I’m sharing my quick thoughts on the United States’ last match before the World Cup in the form of answers to five specific questions. We’ll also have a more detailed piece out soon on some of the key tactics, performances, and takeaways from the game.
Here we go.
WHAT’S YOUR ONE SENTENCE REACTION TO THAT GAME?
The U.S. look uninspired ahead of their first World Cup game in almost a decade.
CAN YOU GIVE ME A LITTLE MORE THAN THAT?
Compared to Japan, Saudi Arabia posed a very different challenge for the United States.
After dominating the ball for the opening 10 minutes, Saudi Arabia shifted to a lower defensive block, with plenty of space behind their backline. The U.S. weren’t under a ton of pressure on the ball, outside of occasional short spells. They had time and space to make decisions – and they made some fine decisions in this game. But they still had trouble creating chances.
It wasn’t a terrible performance from the United States, but failing to impose themselves on one of the weakest teams who will be at the World Cup is a troubling sign.
Reyna coming off after 30 minutes with muscle tightness didn’t help things, either. Gregg Berhalter subbed on Paul Arriola in Reyna’s place and the U.S. struggled to build and pick their opponents apart with technically challenged players in every line of their 4-3-3 shape.
WHOSE STOCK IS UP FOR THE WORLD CUP?
Aaron Long and DeAndre Yedlin.
Hear me out. I don’t think Long or Yedlin played well against Saudi Arabia. Yedlin, in particular, stood out to me as being poor on the right side.
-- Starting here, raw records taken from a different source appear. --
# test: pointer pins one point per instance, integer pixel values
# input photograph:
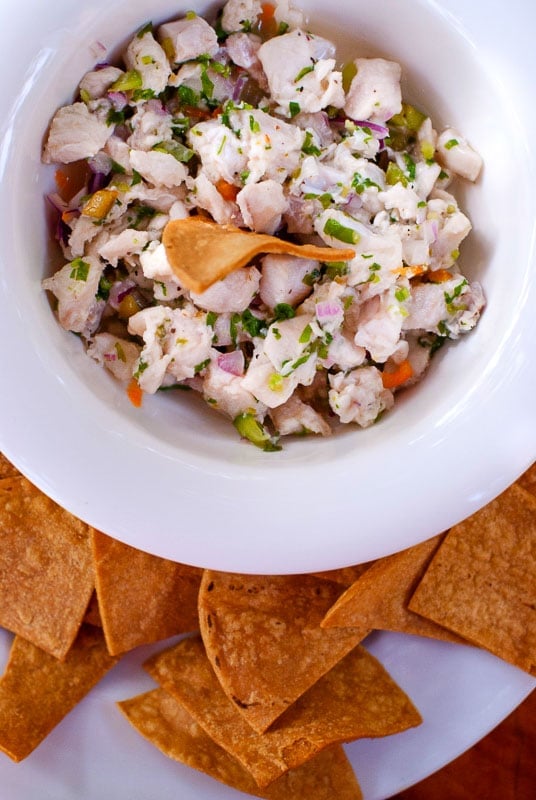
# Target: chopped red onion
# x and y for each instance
(374, 127)
(156, 107)
(238, 87)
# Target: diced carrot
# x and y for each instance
(135, 394)
(266, 26)
(402, 373)
(98, 205)
(440, 275)
(227, 190)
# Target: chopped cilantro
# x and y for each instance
(253, 124)
(306, 335)
(147, 28)
(284, 311)
(303, 72)
(79, 270)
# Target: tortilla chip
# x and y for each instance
(481, 582)
(46, 569)
(356, 699)
(142, 598)
(7, 470)
(345, 576)
(528, 480)
(262, 635)
(167, 724)
(92, 615)
(379, 598)
(37, 691)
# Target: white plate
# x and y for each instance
(461, 692)
(174, 479)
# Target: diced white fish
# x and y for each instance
(300, 71)
(233, 293)
(206, 196)
(149, 127)
(450, 234)
(118, 151)
(266, 147)
(374, 93)
(145, 55)
(262, 205)
(225, 392)
(288, 14)
(243, 49)
(240, 14)
(378, 255)
(359, 396)
(402, 199)
(344, 353)
(269, 386)
(188, 38)
(457, 155)
(118, 355)
(75, 133)
(97, 82)
(449, 308)
(282, 279)
(128, 242)
(75, 286)
(176, 341)
(159, 169)
(156, 197)
(155, 264)
(287, 343)
(296, 417)
(83, 231)
(379, 325)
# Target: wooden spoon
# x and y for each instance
(201, 252)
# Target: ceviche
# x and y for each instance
(249, 120)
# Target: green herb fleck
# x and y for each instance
(341, 232)
(79, 270)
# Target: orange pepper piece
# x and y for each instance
(440, 275)
(227, 190)
(402, 373)
(134, 393)
(99, 204)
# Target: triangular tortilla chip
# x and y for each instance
(142, 598)
(356, 699)
(481, 583)
(528, 480)
(46, 569)
(379, 598)
(263, 637)
(37, 691)
(167, 724)
(92, 615)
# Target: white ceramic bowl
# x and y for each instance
(173, 478)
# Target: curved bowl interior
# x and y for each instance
(172, 478)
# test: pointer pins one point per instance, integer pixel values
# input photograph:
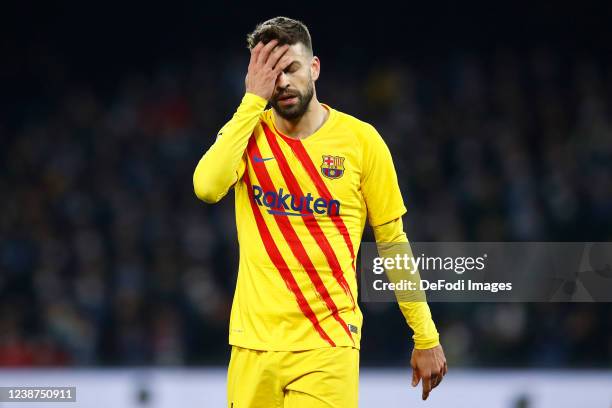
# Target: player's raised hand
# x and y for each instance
(428, 365)
(267, 61)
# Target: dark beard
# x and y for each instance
(299, 109)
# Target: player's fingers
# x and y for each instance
(255, 52)
(415, 378)
(436, 379)
(283, 63)
(265, 52)
(276, 55)
(426, 385)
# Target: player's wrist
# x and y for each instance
(424, 344)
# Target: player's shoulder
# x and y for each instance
(364, 131)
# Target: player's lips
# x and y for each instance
(288, 99)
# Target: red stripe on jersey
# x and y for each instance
(311, 222)
(292, 238)
(304, 158)
(281, 265)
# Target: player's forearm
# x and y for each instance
(416, 313)
(219, 167)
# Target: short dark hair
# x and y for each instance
(285, 30)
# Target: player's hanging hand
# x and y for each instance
(267, 62)
(428, 365)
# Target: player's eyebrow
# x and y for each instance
(292, 65)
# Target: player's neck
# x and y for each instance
(310, 122)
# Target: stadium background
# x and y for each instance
(497, 115)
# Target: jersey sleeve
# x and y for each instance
(416, 313)
(379, 184)
(224, 162)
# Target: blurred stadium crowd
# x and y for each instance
(108, 258)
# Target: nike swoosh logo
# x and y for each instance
(258, 159)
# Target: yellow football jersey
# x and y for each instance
(301, 207)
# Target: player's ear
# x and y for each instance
(315, 68)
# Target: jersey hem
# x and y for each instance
(388, 217)
(295, 347)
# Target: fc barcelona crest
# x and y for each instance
(332, 166)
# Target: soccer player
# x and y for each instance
(306, 177)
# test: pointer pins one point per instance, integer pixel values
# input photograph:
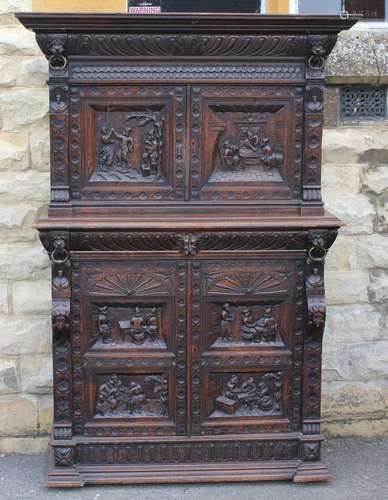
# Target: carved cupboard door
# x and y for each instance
(130, 351)
(247, 345)
(128, 143)
(246, 143)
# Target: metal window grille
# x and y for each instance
(363, 101)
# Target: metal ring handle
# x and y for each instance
(316, 62)
(321, 258)
(57, 62)
(60, 256)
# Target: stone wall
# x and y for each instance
(355, 174)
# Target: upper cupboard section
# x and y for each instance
(211, 143)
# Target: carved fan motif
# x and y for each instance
(127, 284)
(246, 143)
(245, 283)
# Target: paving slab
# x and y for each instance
(360, 467)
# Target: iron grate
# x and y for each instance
(363, 101)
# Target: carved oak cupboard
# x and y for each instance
(187, 237)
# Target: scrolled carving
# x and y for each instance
(319, 47)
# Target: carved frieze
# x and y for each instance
(247, 283)
(247, 395)
(132, 152)
(196, 45)
(89, 72)
(133, 326)
(244, 325)
(132, 396)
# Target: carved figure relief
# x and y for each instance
(141, 326)
(137, 395)
(130, 146)
(241, 325)
(248, 395)
(128, 326)
(246, 143)
(247, 283)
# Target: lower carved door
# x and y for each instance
(132, 346)
(187, 347)
(247, 345)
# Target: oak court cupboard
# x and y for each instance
(188, 237)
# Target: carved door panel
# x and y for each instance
(132, 344)
(247, 345)
(246, 143)
(128, 143)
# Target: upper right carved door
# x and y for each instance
(246, 143)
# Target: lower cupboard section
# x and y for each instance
(189, 452)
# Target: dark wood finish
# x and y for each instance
(187, 236)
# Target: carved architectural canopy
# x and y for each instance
(188, 237)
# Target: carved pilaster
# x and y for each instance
(319, 48)
(59, 135)
(57, 244)
(320, 241)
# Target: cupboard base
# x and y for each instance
(82, 474)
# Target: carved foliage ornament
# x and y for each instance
(186, 45)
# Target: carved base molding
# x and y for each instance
(146, 462)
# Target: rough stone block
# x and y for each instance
(30, 186)
(36, 374)
(30, 335)
(16, 216)
(375, 180)
(342, 255)
(15, 40)
(24, 445)
(353, 400)
(353, 59)
(10, 6)
(3, 299)
(369, 361)
(378, 289)
(45, 414)
(356, 211)
(18, 416)
(335, 362)
(23, 261)
(353, 324)
(381, 50)
(32, 72)
(8, 376)
(31, 297)
(341, 181)
(347, 287)
(7, 72)
(14, 151)
(40, 147)
(371, 251)
(22, 108)
(362, 144)
(382, 214)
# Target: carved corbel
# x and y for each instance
(54, 46)
(188, 244)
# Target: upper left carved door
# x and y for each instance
(127, 143)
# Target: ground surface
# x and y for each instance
(360, 467)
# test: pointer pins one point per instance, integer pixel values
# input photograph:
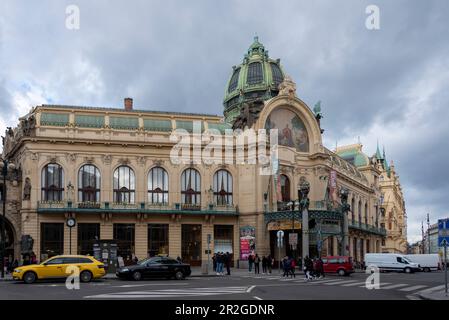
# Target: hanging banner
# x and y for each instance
(283, 225)
(333, 186)
(247, 242)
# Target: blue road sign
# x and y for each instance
(443, 232)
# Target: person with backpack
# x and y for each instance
(256, 264)
(264, 264)
(308, 268)
(270, 263)
(250, 263)
(292, 267)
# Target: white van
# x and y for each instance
(427, 262)
(391, 262)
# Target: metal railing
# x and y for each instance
(137, 207)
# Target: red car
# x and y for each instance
(338, 264)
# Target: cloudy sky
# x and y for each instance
(389, 85)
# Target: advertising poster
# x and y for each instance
(247, 242)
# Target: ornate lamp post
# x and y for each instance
(303, 195)
(5, 165)
(345, 207)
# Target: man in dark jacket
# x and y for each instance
(228, 263)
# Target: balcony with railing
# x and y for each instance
(141, 207)
(367, 228)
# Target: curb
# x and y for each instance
(429, 297)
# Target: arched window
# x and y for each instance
(89, 184)
(255, 73)
(223, 188)
(353, 209)
(234, 80)
(158, 186)
(52, 182)
(360, 211)
(366, 213)
(124, 185)
(191, 187)
(285, 188)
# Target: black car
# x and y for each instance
(155, 267)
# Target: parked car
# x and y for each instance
(427, 262)
(155, 267)
(338, 264)
(55, 268)
(390, 262)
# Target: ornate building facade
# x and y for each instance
(111, 169)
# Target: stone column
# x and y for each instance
(303, 194)
(345, 207)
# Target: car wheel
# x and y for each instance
(179, 275)
(85, 276)
(137, 276)
(29, 277)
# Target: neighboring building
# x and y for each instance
(415, 248)
(393, 206)
(111, 169)
(431, 244)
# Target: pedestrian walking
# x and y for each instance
(292, 267)
(228, 263)
(264, 264)
(308, 268)
(256, 264)
(214, 262)
(250, 262)
(319, 269)
(270, 263)
(220, 262)
(285, 266)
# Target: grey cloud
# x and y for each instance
(177, 56)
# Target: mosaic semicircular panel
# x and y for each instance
(291, 129)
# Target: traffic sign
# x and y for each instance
(293, 239)
(443, 232)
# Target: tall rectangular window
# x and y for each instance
(88, 234)
(52, 240)
(157, 239)
(124, 234)
(223, 238)
(191, 244)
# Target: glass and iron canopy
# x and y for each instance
(257, 77)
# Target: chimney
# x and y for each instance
(128, 104)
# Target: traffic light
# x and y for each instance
(312, 223)
(26, 244)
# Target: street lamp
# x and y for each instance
(5, 165)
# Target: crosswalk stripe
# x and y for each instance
(325, 281)
(394, 286)
(382, 284)
(429, 290)
(288, 279)
(353, 284)
(340, 282)
(413, 288)
(171, 293)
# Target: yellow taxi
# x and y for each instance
(56, 268)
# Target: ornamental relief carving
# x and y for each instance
(107, 159)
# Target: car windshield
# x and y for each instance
(143, 261)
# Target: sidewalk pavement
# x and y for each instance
(437, 295)
(196, 272)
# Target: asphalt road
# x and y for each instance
(393, 286)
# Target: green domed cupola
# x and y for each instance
(257, 77)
But, the fact that Yedlin and Sergiño Dest started in the two fullback spots over Joe Scally (who played well in his minutes off the bench at right back) and Sam Vines is telling. And the fact that Long started over Erik Palmer-Brown and Mark McKenzie simply confirms what Berhalter already told us with his initial roster announcement for September.
Long is going to the World Cup. And Yedlin is, too.
WHO PLAYED POORLY?
I mentioned Yedlin already, so I’ll switch over to Kellyn Acosta here. Playing on the right side of central midfield, Acosta added very, very little for the United States against Saudi Arabia.
Based off of what we’ve seen from Acosta in the past, he’s not a good fit for one of Berhalter’s dual No. 8s against a more compact defense. He lacks the on-ball quality to really help the USMNT break teams down.
DID BERHALTER USE ANY NEW TACTICS?
Nothing new in this game.
The USMNT used a 4-3-3 in defense, trying to funnel Saudi Arabia’s possession into wide areas before trapping on the wing. We saw a 4-3-3 in possession, too, with a slight imbalance as Weston McKennie pushed forward and targeted space in behind the opposition’s backline.